Nostalgia possesses a dangerous power. We remember what never existed; we map feelings we wish to have felt onto songs, objects and people whose real forms remain inaccessible. We love or condemn the past in degrees correlating only to our current state of remembrance. Nostalgia lets me love the man who raised me, now dead and gone, and lets me mourn for his loss. Nostalgia lets me blame my father for the way I remember him. It allows me place a desperate hold on his monologue stream that I often feel, perhaps wrongly, created a climate of verbal abuse, because now, today, my father is enfeebled, often shaky with wilting limbs or wet with submerged disquiet at his loss of control.
When he stands in the kitchen to tell me how to arrange the dishes in his dishwasher, when he grabs a soiled bowl and painstakingly places it directly in the space of another bowl, unable for a minute or so to recognize that the two bowls cannot occupy the same location, so too does his new personality, when I let it, cause the eventual displacement and softening of his old.

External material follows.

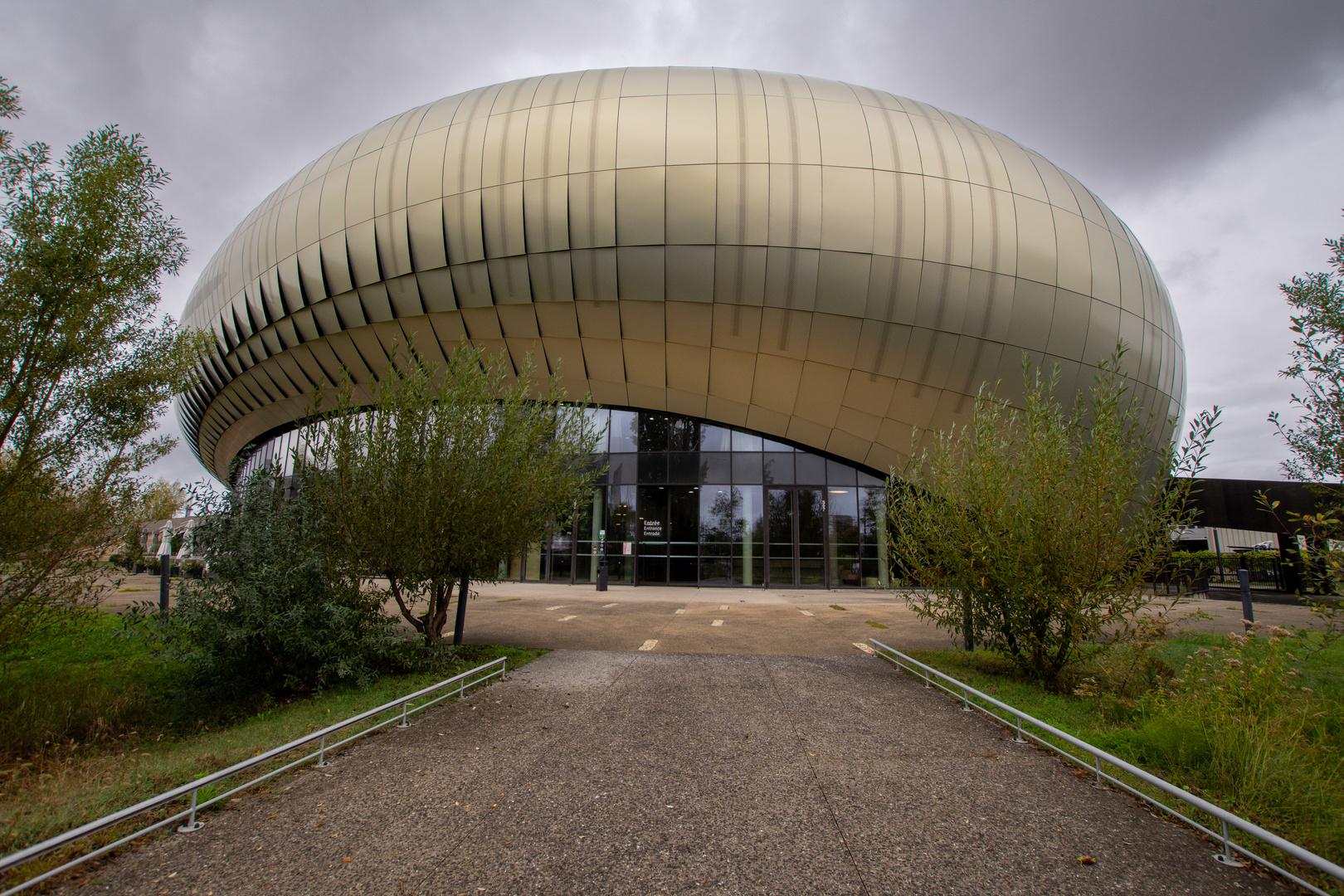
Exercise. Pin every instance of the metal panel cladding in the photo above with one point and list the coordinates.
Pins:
(823, 262)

Toward the end of "The Circle Game," he enters a state of intense reverie. He nods and half closes his eyes, and for a moment I stop, too, to listen to the chorus: "And the seasons they go 'round and 'round / And the painted ponies go up and down / We're captive on the carousel of time." It's pretty, but I know a carnival trick when I hear one.
There are no seasons. No painted ponies. No lessons in the wheel of life and death and aging that can possibly keep me from having to wash my father in the shower tomorrow (while my mother, his caretaker, is away) or lift him with both arms from behind as he walks up a set of stairs before collapsing in his bed to watch 24-new channel so loud as that is as if we are in the middle of Syrian Civil War.
Oh, that's right. Cancer is a war.
No it's not. It's a fact.
I made need to deploy Tom Rush, or CSN, or (good god) Barry Manilow, but I would be a fool to listen too closely, to read too much into the significance of ancient ashtrays long gone, or to turn my dead father -- the one before cancer -- into either saint or tyrant or man whose old life has been stolen from him forever.
He's all of these things, and none, depending on how I feel about his condition. I am often overtaken by his disease, resentful of its costs to our family, or filled with affection for a person no longer able to care for himself. Yet I must remain clear headed: What I need to remember, no matter how I feel, is that at 10 am, in just a few minutes, I must deliver my dad his next set of pills.
These are the facts of cancer. The rest, however painful or wonderful or terrifying, is just the sound of an old pop song.